In Vail, single‑family sales and new listings increased in August, while the townhome/condo segment contracted. Summit County’s single‑family homes dropped 4.9 % in price, yet multifamily units climbed 7.2 %. Steamboat Springs saw a surge in new single‑family listings, but sold inventory lagged, and multifamily units outnumbered last year’s figures.
Luxury remains a bright spot. In Summit County, homes above $10 million surged 150 % year‑to‑date, and properties between $1.5 million and $2 million rose 79 %. Cash transactions now represent 45 % of all August deals, underscoring strong demand for high‑end properties.
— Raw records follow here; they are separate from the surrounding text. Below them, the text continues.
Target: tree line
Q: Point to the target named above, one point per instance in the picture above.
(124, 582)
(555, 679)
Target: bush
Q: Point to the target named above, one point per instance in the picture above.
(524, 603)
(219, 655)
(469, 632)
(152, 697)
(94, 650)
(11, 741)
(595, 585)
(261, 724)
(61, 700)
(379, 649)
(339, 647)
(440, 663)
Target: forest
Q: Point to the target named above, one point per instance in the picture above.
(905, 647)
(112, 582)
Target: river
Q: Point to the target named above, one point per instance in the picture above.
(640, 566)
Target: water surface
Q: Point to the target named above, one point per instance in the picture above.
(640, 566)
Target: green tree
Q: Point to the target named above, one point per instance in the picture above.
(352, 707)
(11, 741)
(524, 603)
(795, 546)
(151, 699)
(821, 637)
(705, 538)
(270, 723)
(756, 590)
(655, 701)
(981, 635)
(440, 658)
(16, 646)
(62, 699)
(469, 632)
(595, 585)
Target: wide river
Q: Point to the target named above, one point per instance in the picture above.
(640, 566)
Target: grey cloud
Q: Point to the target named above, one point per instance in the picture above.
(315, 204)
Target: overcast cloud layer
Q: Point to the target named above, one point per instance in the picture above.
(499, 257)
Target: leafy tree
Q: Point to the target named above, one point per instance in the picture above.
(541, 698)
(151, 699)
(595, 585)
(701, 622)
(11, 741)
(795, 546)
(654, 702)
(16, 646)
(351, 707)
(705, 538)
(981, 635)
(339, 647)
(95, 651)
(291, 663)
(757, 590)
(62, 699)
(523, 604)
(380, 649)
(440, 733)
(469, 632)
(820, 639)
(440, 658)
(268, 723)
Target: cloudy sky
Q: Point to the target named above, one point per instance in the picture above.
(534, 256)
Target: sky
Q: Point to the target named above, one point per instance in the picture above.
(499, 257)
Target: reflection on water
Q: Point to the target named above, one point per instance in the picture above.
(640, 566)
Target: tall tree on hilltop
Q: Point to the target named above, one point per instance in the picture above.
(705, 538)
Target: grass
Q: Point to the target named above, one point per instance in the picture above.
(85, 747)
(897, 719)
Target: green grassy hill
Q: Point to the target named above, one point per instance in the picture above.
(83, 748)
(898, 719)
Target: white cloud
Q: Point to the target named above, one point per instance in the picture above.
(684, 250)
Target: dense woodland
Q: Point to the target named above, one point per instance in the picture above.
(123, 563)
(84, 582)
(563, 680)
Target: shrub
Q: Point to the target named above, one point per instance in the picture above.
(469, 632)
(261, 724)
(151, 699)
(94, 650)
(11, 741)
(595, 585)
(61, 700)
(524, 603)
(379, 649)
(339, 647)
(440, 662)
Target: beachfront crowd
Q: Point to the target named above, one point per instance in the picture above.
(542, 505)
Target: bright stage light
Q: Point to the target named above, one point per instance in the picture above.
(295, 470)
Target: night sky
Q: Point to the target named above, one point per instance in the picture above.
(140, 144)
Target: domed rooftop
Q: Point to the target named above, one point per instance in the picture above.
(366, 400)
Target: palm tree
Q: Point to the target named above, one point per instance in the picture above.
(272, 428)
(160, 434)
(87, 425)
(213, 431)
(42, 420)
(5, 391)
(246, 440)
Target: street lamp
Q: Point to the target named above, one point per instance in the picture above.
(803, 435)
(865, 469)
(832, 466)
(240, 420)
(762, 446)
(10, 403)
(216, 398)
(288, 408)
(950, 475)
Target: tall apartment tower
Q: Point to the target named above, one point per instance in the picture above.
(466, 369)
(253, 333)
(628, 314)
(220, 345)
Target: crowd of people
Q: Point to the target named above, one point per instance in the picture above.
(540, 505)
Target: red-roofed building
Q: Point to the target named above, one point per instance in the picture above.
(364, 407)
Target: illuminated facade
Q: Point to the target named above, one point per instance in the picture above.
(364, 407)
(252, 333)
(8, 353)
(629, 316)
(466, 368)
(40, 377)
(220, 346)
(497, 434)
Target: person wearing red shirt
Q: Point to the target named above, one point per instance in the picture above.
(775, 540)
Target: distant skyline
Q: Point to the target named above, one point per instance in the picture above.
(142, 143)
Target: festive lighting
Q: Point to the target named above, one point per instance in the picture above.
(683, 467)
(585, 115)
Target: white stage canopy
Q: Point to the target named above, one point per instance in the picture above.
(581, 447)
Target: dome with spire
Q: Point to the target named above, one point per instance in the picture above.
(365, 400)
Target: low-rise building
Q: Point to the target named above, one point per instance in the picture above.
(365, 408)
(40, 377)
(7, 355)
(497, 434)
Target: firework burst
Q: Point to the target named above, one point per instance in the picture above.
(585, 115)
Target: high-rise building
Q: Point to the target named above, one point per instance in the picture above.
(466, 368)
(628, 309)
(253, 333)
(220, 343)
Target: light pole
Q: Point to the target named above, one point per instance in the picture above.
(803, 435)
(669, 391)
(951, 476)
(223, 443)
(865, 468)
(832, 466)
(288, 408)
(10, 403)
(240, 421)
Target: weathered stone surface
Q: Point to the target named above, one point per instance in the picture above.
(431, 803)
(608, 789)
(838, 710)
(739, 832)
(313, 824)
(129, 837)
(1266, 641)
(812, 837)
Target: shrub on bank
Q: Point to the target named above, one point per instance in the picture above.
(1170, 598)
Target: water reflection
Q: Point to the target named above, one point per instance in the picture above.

Mortgage rates have hovered near 7 % for most of the year, which has tempered buyer enthusiasm but also kept the market from a sharp decline. Many buyers are now prioritizing affordability and long‑term value over immediate price drops, leading to more deliberate offers. Sellers, meanwhile, are increasingly transparent about property condition and are offering incentives such as closing‑cost assistance or home‑warranty packages to sweeten deals. The combination of higher inventory, cautious buyers, and strategic seller concessions is shaping a market that is more patient and price‑aware than the frenzy of the pandemic era.
Overall, the market is characterized by higher inventory, slower sales, and a wider spread of pricing trends that differ by area and property type. Buyers enjoy more options and negotiation power, while sellers must often offer concessions or reduce prices to attract interest. Luxury homes continue to command robust demand, especially in cash‑heavy transactions.